Here are the data dumps: https://archive.org/search.php?query=bnwiki&and[]=year%3A"2019"

Which platform are you working on?
Both kaggle kernels are Colab time out even before they finish training on IMDB example.

tanny411 · June 10, 2019, 10:28am

i was working on colab. where can i find the imdb dataset you are refering to?

abyaadrafid · June 10, 2019, 10:31am

The one in Lesson 3 video. Colab shows me 56 hours eta on training.
This one.

tanny411 · June 10, 2019, 10:32am

Are you sure you turned on GPU?

abyaadrafid · June 10, 2019, 10:39am

Facepalm
No I didn’t. Thanks.
In my defense though, I prefer kaggle over colab.

Anyways, I’ll try to find the best database files from the dumpster and try to get it into a reasonable file format.

Time to create a ULMFiT - Bangla Thread

tanny411 · June 10, 2019, 11:05am

I have completed ulmfit already using other texts instead of wikipedia.
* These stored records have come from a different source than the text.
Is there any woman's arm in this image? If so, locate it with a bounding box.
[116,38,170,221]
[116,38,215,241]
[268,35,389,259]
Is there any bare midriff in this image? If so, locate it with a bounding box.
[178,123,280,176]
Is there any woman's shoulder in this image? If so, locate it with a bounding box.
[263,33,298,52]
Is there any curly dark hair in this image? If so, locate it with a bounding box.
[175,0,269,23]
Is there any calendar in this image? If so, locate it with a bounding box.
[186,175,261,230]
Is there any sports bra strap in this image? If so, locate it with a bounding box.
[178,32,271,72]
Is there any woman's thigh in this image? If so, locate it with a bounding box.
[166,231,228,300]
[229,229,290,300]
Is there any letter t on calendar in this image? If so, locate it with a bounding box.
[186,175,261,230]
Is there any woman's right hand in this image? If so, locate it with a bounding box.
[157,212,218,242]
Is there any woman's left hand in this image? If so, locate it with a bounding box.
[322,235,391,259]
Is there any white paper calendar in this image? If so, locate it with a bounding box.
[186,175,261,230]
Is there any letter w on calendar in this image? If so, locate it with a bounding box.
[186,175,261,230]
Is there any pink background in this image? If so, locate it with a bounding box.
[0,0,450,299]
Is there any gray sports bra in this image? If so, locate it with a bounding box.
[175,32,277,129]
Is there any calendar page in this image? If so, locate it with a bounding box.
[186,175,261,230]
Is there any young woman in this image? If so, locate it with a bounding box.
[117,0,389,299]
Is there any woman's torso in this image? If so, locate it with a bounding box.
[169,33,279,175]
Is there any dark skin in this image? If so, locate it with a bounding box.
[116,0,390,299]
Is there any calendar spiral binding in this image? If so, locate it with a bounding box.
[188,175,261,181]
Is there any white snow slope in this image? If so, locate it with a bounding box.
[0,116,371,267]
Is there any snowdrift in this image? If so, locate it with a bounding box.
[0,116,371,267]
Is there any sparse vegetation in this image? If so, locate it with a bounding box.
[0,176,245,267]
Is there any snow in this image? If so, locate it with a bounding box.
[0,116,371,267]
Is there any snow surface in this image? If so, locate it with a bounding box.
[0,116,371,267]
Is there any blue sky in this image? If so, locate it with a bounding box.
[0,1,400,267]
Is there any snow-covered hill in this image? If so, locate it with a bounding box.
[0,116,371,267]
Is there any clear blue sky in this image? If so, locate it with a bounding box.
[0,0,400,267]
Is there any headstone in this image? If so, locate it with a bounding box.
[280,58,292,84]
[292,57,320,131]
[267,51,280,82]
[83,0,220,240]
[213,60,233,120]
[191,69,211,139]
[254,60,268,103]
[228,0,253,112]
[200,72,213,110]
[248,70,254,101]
Was wondering about the effects of wikipedia texts.

abyaadrafid · June 10, 2019, 11:37am

Impressive. Then all the more reason we should open a ULMFiT-Bangla thread, please do the honors.

Then you can point me in the right direction. Where do I start? I read somewhere about an Indian language project, could you provide the link?

tanny411 · June 10, 2019, 11:52am

Sure will open a thread a soon. Not sure about the indian language project. Ive followed jeremys classes. Didnt use any separate language specific tokenization.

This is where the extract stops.